The city is set to begin work replacing the playground equipment at English Oaks Commons and Beckman Park and is currently undergoing a total rebuild at Candy Cane Park.
“If there are enough funds to rebuild all these parks for typical kids, then there are enough funds to build one park, one park for special needs kids,” Vandyke said.
The city confirmed with FOX40 a wheelchair-accessible swing will be included in Candy Cane Park’s redesign. Vandyke said while the new swing will be appreciated, it isn’t enough.
“It’s just one swing and there are so many handicapped kids in Lodi that would absolutely love to go on swings and slide and would love to play together and have like a fully inclusive park that we can access.
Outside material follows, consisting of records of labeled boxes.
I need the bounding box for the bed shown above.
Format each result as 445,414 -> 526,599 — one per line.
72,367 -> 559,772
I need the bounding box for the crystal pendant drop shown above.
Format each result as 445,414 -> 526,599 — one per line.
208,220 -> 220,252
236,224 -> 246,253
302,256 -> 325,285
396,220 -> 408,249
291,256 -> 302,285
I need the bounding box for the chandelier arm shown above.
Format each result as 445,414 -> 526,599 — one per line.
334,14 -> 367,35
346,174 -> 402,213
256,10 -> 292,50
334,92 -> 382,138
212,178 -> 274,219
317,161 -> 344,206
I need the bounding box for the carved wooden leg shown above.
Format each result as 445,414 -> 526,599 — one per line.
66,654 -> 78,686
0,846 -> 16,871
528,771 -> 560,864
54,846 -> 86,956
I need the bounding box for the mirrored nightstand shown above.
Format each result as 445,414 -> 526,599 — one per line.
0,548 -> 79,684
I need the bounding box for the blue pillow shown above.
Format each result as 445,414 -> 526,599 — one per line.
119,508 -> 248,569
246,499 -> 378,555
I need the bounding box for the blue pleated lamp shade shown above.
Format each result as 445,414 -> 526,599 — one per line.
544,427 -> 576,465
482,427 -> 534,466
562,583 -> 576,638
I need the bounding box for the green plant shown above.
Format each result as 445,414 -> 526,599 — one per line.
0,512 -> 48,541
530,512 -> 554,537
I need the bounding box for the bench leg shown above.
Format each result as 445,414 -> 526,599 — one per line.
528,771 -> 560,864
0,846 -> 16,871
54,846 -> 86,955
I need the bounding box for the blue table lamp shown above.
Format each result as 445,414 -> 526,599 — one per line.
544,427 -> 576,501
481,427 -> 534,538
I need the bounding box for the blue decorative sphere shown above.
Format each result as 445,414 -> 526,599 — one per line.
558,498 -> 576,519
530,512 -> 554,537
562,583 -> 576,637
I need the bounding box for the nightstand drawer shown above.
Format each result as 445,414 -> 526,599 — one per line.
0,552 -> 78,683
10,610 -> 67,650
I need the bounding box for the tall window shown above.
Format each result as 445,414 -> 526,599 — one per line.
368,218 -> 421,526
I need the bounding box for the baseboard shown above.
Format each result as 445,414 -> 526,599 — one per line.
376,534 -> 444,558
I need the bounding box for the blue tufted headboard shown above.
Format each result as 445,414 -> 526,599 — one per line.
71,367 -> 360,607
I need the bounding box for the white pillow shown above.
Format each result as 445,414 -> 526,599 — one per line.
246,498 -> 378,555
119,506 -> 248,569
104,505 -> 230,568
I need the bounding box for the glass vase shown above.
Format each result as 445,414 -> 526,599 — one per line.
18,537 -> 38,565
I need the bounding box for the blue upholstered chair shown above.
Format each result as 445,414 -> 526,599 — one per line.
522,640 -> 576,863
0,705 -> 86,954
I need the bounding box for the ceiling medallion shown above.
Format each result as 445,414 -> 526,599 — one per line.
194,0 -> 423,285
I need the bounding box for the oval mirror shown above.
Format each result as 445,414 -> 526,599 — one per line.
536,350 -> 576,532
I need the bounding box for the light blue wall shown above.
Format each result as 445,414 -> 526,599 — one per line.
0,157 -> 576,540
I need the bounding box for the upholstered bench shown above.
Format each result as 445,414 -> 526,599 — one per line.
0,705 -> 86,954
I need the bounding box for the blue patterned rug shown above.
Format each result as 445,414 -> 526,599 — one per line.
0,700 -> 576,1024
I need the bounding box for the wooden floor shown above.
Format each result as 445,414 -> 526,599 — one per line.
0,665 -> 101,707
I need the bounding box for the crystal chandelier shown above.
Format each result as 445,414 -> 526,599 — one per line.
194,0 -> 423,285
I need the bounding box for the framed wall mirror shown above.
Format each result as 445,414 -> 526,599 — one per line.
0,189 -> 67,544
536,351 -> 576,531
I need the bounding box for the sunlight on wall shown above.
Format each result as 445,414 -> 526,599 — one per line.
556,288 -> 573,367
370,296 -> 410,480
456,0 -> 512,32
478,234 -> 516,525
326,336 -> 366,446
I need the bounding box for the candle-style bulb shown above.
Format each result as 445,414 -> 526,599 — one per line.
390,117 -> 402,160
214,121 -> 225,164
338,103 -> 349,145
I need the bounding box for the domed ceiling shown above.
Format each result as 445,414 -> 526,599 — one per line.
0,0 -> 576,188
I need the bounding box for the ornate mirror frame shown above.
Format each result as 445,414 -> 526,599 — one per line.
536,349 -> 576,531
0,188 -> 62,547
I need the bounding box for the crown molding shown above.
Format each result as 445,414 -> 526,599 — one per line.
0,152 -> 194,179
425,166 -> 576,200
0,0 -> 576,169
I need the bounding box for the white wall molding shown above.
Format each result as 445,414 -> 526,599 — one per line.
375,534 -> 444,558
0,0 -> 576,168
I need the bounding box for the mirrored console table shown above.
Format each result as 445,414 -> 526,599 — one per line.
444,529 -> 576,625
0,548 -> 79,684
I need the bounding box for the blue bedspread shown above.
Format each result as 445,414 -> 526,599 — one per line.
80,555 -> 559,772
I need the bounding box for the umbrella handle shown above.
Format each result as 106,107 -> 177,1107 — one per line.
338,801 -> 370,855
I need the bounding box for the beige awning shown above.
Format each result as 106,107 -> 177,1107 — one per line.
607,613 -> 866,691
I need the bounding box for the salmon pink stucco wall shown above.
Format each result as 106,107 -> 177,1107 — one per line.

We can access the whole park, not just one small portion of it,” she said.
In a statement to FOX40, Lodi’s Parks, Recreation and Cultural Services Director Jeff Hood says:
We’ve been looking at options for an inclusive playground for several months now. We have a location identified, but don’t believe our current funding is sufficient to construct one at this time.
Vandyke told FOX40 the special needs community and their families feel ignored
“It hurts. It’s very hurtful because our kids are just as important as every other child,” she said. “We’re not asking for anything special or extreme. We just want a park that our kids can play in and enjoy too.”
She said she won’t give up until all kids have a place to play.
“That’s not an option for me. I’m not going to stop pushing for this. This is something that is important for all of our kids,” Vandyke said.